Evidemment, Derek et sa petite bande (quatre employés, le reste des équipes techniques étant en freelance – ce qui peut représenter jusqu’à une centaine de personnes sur certaines émissions) n’ont rien inventé. Be-At TV retransmet des DJ-sets sur son site depuis 2009, se positionnant très vite entre le réseau social et la webtv, permettant aux spectateurs de discuter par chat pendant la diffusion du set – bien avant la création des lives Facebook et de leurs commentaires en direct. Les soirées filmées se passent en club, avec un goût prononcé pour les nuits d’Ibiza, avec plusieurs caméras dont certaines dans le DJ-booth. L’année suivante, c’est là que tout démarre, avec Blaise Bellville. Il est Anglais, et s’est déjà fait un petit nom avec le concept des All Age Concerts – des soirées pour les mineurs ne pouvant pas accéder aux clubs -, qui va se répandre un peu partout dans le pays.

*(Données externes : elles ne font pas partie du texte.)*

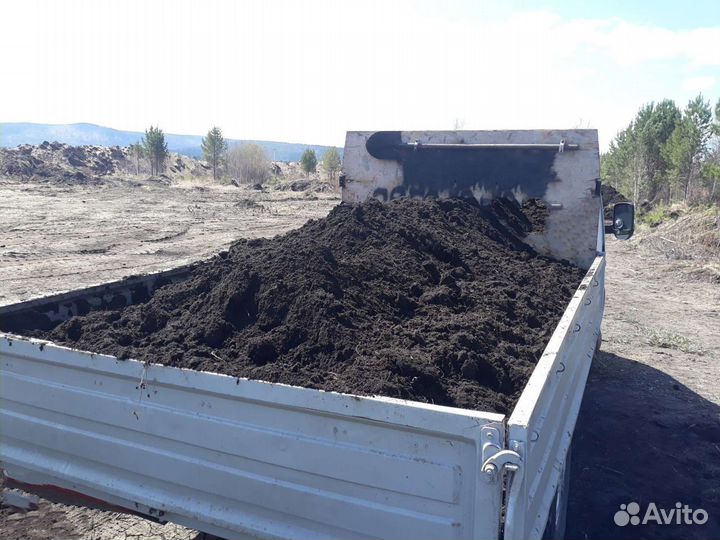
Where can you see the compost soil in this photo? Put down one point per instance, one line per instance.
(436, 301)
(611, 196)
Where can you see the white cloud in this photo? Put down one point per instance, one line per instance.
(309, 71)
(699, 84)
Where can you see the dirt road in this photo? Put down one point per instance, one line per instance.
(649, 428)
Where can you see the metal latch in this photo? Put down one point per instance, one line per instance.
(497, 460)
(504, 460)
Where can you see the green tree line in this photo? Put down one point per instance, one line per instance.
(667, 154)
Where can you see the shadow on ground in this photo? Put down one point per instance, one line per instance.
(642, 436)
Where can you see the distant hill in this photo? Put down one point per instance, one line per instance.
(15, 133)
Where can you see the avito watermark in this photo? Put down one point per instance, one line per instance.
(681, 514)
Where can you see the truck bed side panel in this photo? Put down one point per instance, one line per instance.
(238, 457)
(542, 423)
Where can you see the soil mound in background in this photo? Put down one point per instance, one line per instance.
(436, 301)
(85, 165)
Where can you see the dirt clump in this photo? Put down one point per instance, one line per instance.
(435, 301)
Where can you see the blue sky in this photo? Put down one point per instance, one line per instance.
(309, 71)
(665, 13)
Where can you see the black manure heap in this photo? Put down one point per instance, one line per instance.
(438, 301)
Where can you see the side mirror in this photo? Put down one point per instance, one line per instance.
(623, 225)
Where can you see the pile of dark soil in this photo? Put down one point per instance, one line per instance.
(611, 196)
(436, 300)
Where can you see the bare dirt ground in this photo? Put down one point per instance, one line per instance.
(55, 237)
(649, 428)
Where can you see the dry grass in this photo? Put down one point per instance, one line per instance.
(665, 339)
(687, 233)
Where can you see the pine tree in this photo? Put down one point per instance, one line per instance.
(214, 147)
(308, 161)
(331, 163)
(155, 149)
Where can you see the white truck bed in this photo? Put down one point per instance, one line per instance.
(240, 458)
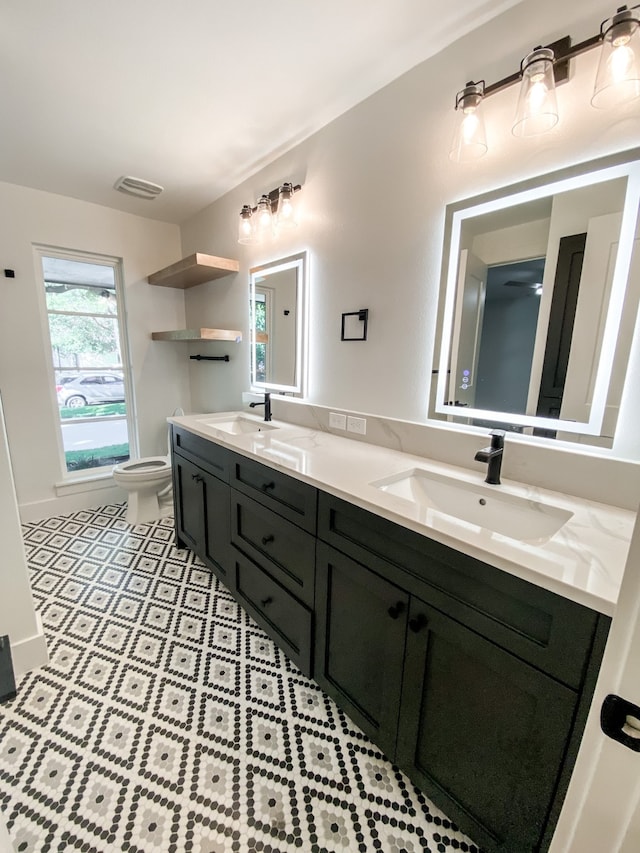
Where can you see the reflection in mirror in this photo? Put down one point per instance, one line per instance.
(277, 300)
(538, 319)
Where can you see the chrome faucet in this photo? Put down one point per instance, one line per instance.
(267, 405)
(492, 455)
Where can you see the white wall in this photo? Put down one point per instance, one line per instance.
(376, 182)
(18, 618)
(160, 376)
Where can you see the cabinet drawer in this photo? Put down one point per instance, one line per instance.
(545, 629)
(275, 610)
(285, 551)
(285, 495)
(209, 455)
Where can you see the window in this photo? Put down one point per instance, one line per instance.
(86, 329)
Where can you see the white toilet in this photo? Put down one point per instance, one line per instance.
(148, 482)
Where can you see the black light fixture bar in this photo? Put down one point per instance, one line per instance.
(274, 195)
(563, 52)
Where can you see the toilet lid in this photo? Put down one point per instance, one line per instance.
(145, 465)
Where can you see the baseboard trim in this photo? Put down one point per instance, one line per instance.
(63, 505)
(30, 652)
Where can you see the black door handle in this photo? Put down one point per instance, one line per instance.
(418, 623)
(396, 609)
(620, 720)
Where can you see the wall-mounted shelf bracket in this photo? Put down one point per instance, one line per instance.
(209, 357)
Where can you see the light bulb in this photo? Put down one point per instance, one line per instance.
(537, 109)
(470, 124)
(469, 139)
(286, 214)
(245, 226)
(618, 75)
(263, 217)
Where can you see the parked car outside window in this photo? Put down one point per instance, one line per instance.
(90, 389)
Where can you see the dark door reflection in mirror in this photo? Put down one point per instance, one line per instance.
(277, 324)
(534, 334)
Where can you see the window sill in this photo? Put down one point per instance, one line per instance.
(86, 483)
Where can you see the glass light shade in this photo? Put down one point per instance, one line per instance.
(469, 138)
(263, 219)
(286, 216)
(245, 226)
(618, 75)
(537, 110)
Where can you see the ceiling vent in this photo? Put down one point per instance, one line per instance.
(137, 187)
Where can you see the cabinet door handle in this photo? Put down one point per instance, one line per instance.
(396, 609)
(418, 623)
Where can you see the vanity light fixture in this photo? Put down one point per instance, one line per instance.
(617, 82)
(274, 211)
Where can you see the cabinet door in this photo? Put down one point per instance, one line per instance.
(202, 516)
(189, 502)
(361, 624)
(217, 548)
(481, 732)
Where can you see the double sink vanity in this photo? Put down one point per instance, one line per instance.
(461, 626)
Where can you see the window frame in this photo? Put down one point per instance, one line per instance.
(45, 251)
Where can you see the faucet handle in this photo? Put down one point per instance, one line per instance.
(497, 438)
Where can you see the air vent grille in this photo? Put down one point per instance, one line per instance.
(138, 187)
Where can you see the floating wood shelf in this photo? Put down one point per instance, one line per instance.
(198, 335)
(195, 269)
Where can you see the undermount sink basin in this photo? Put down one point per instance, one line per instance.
(239, 425)
(484, 506)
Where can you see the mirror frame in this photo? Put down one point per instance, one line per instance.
(626, 164)
(298, 262)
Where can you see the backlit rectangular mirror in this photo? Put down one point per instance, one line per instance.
(278, 324)
(540, 301)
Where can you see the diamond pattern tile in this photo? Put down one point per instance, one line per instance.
(168, 722)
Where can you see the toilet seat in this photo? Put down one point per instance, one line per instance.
(149, 469)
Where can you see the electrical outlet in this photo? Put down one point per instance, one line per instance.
(337, 421)
(358, 425)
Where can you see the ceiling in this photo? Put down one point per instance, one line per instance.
(195, 95)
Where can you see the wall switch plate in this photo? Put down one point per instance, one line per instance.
(358, 425)
(337, 421)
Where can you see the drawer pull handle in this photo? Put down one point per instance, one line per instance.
(416, 625)
(396, 609)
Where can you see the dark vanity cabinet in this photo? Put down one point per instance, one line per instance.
(360, 641)
(474, 682)
(273, 525)
(201, 501)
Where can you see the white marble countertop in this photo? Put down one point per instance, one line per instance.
(583, 561)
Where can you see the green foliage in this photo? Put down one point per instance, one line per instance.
(100, 411)
(97, 457)
(260, 309)
(77, 335)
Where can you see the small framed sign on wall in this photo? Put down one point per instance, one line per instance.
(354, 325)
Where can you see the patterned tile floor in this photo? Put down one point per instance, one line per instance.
(168, 721)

Il fonde ensuite un site internet fait par et pour les ados, avant de mettre la main sur un entrepôt et de s’associer à Thristian Richards de Soul Jazz, le gourou de la BBC Gilles Peterson et Femi Adeyemi le fondateur de NTS pour des sets hebdomadaires filmés à la webcam et retransmis en direct sur Ustream depuis la chaufferie du lieu. La traduction de « chaufferie » en anglais ? Boiler Room. D’autres l’avaient fait avant, mais le concept prend plus qu’ailleurs. On connaît la suite : les plus grands DJs du moment y passent, plusieurs sessions venues du monde entier sortent chaque jour… Et les émissions du genre pullulent sur Ustream, puis Youtube, et maintenant Facebook. Comme Cercle. Particularité par rapport à Be-At ou Boiler Room ? Les DJs ou producteurs jouent le plus souvent dans des lieux atypiques (au milieu de l’eau à Tahiti pour Møme, au Pic du Midi pour Fakear, en haut d’un phare pour Stimming, en bateau sur la Hudson River pour Maceo Plex…), beaucoup d’attention est mise dans les images, avec plusieurs caméras et des drones et l’envie de toujours relier d’une manière ou d’une autre l’histoire ou le style musical de l’artiste avec son écrin. Exemple le plus probant ? Molecule, qui a enregistré son dernier album au Groenland, retrouvant le froid et la glace dans un igloo aux Arcs.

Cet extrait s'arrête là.